Beef prices reportedly were rising around the world, spurred in part by growing demand in China. US exports of beef were expected to rise 6 percent this year, fueled by increased consumption in Asia, according to data from the Department of Agriculture.

In the US, corn, and soybeans – common cattle feed – were at their highest prices in almost a decade, Reuters reported.

Meatpackers were also having difficulty finding and retaining employees.

“We have a high supply of cattle at one end of this equation and a high demand for US beef at the other, but the middle is being absolutely choked by the lack of processing capacity,” Ethan Lane, vice president of government affairs at the National Cattlemen’s Beef Association, said in a statement earlier this month.

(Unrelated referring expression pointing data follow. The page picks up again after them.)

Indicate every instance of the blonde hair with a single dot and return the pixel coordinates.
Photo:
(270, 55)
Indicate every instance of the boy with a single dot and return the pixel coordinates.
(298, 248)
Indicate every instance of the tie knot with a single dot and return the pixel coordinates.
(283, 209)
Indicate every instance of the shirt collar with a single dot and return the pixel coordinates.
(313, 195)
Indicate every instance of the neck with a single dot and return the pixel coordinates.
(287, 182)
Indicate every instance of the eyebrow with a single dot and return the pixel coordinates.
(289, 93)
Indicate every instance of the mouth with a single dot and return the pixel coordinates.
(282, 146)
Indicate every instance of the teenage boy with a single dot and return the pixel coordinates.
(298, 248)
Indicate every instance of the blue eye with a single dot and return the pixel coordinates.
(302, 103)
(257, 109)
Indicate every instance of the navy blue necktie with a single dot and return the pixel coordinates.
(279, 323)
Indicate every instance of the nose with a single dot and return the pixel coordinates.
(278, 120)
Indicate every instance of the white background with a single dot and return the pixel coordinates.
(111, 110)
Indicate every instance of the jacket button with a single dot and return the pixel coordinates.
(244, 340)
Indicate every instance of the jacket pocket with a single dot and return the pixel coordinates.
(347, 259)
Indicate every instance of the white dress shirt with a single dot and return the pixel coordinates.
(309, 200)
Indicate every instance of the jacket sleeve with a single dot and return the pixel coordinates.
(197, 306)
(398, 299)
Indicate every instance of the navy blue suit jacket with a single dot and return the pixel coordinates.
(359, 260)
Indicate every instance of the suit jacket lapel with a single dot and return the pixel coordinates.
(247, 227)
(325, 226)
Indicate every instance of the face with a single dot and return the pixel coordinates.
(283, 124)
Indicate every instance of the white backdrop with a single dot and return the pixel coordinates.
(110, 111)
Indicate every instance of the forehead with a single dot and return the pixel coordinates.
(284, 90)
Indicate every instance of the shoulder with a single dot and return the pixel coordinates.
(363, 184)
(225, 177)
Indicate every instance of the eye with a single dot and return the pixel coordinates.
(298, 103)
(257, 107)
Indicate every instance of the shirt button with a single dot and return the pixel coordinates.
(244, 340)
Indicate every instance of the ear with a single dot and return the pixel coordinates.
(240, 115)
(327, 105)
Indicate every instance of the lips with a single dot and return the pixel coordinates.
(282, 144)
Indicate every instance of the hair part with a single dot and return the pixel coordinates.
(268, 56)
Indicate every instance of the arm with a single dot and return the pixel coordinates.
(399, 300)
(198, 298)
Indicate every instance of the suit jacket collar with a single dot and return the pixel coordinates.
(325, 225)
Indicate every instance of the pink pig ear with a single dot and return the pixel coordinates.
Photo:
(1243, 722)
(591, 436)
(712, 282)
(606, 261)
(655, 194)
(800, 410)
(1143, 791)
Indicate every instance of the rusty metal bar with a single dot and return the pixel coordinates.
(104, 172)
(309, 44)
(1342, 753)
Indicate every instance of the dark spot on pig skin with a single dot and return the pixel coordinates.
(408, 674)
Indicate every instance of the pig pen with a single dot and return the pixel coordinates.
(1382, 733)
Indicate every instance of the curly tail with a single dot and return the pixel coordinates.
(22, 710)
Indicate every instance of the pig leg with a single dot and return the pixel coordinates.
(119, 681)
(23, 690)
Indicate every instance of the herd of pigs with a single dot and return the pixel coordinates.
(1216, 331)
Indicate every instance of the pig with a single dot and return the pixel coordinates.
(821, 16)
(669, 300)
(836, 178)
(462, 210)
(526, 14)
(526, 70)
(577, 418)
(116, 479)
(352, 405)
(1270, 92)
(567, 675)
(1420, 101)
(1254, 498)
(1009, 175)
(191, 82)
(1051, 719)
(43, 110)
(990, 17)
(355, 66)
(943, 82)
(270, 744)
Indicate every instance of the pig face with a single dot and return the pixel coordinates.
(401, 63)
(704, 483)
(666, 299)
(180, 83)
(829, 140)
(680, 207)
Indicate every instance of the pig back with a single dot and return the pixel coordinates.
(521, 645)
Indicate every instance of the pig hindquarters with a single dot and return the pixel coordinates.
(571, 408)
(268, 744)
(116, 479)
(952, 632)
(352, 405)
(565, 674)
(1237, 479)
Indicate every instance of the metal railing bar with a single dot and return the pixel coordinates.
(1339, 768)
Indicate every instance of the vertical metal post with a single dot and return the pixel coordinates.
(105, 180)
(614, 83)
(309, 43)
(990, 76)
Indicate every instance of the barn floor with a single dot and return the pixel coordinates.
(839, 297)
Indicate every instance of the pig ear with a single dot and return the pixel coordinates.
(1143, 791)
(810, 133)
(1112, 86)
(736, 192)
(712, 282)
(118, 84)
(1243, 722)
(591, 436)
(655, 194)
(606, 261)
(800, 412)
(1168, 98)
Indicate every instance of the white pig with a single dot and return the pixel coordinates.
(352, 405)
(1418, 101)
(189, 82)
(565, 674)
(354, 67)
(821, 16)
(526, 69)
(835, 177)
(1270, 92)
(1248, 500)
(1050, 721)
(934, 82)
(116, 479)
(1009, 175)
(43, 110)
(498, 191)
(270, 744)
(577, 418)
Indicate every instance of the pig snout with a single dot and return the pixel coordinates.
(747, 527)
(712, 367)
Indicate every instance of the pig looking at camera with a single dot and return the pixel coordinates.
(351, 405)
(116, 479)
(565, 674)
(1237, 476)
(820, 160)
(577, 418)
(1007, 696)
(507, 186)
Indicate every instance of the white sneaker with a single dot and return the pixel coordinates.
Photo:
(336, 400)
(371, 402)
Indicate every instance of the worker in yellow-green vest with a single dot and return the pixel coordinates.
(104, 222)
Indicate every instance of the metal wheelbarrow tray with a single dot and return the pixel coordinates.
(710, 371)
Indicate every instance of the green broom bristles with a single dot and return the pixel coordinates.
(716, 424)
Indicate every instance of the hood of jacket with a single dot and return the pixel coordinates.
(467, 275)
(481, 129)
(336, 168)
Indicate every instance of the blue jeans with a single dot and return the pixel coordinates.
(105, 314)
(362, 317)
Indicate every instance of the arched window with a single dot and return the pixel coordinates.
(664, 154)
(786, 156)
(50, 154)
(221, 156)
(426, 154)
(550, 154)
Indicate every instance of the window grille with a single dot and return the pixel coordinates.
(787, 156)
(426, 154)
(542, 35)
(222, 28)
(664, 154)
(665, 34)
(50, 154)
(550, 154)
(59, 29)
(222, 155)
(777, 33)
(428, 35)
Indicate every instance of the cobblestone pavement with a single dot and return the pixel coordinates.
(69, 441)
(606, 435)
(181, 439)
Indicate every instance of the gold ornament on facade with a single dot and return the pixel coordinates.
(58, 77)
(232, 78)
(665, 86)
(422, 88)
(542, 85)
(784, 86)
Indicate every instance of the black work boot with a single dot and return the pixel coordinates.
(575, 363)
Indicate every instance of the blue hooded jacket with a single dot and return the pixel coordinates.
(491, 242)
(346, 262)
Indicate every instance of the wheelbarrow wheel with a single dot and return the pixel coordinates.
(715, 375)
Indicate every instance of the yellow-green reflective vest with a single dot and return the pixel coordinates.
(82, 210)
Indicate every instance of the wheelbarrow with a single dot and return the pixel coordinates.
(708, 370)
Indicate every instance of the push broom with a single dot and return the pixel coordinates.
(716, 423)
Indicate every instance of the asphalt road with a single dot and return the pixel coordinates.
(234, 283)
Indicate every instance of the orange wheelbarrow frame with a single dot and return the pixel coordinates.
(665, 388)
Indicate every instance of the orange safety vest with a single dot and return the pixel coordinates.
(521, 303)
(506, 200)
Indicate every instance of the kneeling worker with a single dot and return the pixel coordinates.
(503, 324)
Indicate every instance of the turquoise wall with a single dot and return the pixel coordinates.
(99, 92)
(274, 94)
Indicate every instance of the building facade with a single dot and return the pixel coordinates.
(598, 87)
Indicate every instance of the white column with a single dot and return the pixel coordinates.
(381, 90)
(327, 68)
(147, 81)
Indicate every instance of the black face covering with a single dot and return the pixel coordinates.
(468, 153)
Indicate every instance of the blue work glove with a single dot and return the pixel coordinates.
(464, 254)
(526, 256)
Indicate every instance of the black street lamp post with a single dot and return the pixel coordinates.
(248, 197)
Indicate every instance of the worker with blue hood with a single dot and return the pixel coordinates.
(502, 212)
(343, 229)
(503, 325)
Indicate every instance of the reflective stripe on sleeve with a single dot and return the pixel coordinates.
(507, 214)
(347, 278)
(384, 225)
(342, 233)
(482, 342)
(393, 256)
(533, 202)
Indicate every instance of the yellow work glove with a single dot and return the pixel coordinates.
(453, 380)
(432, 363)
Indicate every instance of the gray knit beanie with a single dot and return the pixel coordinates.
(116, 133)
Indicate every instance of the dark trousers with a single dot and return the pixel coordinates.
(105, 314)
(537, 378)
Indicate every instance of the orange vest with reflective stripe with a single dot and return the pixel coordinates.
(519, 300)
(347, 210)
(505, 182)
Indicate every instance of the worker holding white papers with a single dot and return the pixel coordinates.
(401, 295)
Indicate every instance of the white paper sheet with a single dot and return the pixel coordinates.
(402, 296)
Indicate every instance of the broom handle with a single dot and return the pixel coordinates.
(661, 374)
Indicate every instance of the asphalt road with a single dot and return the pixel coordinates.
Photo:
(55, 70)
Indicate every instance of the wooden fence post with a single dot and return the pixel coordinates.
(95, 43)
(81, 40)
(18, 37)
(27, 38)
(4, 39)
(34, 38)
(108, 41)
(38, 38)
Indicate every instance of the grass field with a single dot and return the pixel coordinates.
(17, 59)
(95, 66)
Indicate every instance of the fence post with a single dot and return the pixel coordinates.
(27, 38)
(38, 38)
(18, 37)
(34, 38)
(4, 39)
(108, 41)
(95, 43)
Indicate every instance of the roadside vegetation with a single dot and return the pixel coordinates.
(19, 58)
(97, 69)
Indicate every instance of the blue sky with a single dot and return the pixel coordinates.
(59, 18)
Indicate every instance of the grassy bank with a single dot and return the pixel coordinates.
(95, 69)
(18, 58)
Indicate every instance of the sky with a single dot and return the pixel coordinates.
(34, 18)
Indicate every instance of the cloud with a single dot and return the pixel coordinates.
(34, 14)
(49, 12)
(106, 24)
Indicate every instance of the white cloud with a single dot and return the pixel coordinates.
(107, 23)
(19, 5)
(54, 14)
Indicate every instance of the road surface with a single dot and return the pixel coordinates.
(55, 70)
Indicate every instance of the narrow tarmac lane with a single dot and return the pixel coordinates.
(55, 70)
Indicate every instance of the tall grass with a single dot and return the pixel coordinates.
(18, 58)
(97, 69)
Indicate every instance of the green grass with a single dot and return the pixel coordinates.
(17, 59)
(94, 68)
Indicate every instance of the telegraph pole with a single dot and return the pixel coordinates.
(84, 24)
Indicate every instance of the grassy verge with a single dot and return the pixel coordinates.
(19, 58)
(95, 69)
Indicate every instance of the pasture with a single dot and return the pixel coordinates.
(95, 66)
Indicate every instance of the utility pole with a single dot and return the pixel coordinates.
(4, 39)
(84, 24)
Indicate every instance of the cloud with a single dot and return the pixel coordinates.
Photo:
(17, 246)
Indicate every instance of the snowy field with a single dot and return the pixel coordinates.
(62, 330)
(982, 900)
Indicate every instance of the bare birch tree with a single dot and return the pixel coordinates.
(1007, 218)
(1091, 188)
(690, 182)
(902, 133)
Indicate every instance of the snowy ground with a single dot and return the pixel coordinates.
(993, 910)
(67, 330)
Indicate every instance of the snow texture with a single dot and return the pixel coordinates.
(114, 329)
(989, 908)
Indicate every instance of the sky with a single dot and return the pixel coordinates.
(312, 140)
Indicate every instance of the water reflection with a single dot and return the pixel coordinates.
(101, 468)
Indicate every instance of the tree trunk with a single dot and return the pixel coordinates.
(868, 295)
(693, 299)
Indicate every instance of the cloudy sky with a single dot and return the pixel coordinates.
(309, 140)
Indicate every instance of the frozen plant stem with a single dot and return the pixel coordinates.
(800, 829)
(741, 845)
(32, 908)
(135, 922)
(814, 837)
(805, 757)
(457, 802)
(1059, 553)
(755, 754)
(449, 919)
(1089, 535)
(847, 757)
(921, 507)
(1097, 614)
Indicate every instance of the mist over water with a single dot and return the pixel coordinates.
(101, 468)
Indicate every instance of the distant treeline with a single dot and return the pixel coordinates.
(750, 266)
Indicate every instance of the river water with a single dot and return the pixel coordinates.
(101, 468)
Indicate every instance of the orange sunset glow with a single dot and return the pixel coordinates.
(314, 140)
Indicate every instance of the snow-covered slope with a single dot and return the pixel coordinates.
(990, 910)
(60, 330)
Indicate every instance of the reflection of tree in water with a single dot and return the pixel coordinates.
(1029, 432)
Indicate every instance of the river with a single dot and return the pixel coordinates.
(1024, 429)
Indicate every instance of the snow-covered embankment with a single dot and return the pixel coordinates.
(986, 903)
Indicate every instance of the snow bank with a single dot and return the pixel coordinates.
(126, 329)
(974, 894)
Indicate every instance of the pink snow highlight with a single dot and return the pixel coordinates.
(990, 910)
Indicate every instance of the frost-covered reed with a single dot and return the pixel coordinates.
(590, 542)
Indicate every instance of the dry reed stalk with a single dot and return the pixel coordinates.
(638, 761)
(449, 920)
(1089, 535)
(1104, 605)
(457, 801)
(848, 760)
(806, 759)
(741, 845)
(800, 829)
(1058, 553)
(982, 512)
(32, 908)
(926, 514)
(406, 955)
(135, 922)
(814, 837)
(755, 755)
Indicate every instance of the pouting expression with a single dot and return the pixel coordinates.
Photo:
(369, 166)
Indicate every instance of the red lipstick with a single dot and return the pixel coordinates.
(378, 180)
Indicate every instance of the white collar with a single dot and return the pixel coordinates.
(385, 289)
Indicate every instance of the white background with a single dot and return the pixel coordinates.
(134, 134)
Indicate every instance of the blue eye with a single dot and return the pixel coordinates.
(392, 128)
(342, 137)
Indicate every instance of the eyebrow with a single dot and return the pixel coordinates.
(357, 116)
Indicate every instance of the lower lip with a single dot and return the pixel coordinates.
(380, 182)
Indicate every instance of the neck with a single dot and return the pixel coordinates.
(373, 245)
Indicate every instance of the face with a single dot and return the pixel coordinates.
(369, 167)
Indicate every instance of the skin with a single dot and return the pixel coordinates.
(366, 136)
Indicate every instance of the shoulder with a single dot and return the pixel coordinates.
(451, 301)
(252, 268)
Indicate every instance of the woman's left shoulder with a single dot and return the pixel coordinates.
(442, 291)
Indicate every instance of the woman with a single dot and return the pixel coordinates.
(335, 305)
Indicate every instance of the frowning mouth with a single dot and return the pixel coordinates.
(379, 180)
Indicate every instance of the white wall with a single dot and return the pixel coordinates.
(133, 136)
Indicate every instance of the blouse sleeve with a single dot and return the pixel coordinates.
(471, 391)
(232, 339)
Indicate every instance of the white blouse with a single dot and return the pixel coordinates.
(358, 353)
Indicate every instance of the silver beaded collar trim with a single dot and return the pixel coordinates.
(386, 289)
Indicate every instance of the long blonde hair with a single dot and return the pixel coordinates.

Sen. John Thune and Rep. Dusty Johnson, both of South Dakota, have been calling for Washington to investigate what they say are anti-competitive practices and manipulation in the cattle market. They said meatpackers have been buying low from ranchers, then increasing prices for consumers.

Lane said, “Cattle producers deserve to know whether or not the price disparity that has plagued our market is the result of anti-competitive or other inappropriate practices in the packing sector.”

Thune and Johnson sent a letter to Attorney General Merrick Garland on May 17, seeking action from the Justice Department. Thune sent another letter to the Senate Judiciary Committee last week.

On Wednesday, Thune assigned some blame for rising prices to President Joe Biden’s administration, saying the current unemployment benefits are keeping potential meatpacking workers from seeking employment.

“And even now, with our country well on its way to full reopening, meatpackers are still not back to full capacity – at least in part, it seems, because the enhanced unemployment benefits the Biden administration is providing are not encouraging workers to come back to work,” Thune said.